Long long int makes my Sieve of Eratosthenes super slow?

Question

I have a program that requires me to find primes up till 10**10-1 (10,000,000,000). I wrote a Sieve of Eratosthenes to do this, and it worked very well (and accurately) as high as 10**9 (1,000,000,000). I confirmed its accuracy by having it count the number of primes it found, and it matched the value of 50,847,534 on the chart found here. I used unsigned int as the storage type and it successfully found all the primes in approximately 30 seconds.

However, 10**10 requires that I use a larger storage type: long long int. Once I switched to this, the program is running signifigantly slower (its been 3 hours plus and its still working). Here is the relevant code:

typedef unsigned long long ul_long;
typedef unsigned int u_int;

ul_long max = 10000000000;                            
u_int blocks = 1250000000;
char memField[1250000000];     

char mapBit(char place) {             //convert 0->0x80, 1->0x40, 2->0x20, and so on
    return 0x80 >> (place);
}

for (u_int i = 2; i*i < max; i++) {

    if (memField[i / 8] & activeBit) {               //Use correct memory block
        for (ul_long n = 2 * i; n < max; n += i) {
            char secondaryBit = mapBit(n % 8);       //Determine bit position of n
            u_int activeByte = n / 8;                //Determine correct memory block
            if (n < 8) {                             //Manual override memory block and bit for first block
                secondaryBit = mapBit(n);
                activeByte = 0;
            }
            memField[activeByte] &= ~(secondaryBit);  //Set the flag to false
        }
    }
    activeBit = activeBit >> 1;                       //Check the next
    if (activeBit == 0x00) activeBit = 0x80;
}

I figure that since 10**10 is 10x larger then 10**9 it should take 10 times the amount of time. Where is the flaw in this? Why did changing to long long cause such significant performance issues and how can I fix this? I recognize that the numbers get larger, so it should be somewhat slower, but only towards the end. Is there something I'm missing.

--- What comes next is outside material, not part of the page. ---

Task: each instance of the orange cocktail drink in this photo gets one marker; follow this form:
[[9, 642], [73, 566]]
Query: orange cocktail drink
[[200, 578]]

Note: I realize long int should technically be large enough but my limits.h says it isn't even though I'm compiling 64 bit. Thats why I use long long int in case anyone was wondering. Also, keep in mind, I have no computer science training, just a hobbyist.

edit: just ran it in "Release" as x86-64 with some of the debug statements suggested. I got the following output:

looks like I hit the u_int bound. I don't know why i is getting that large.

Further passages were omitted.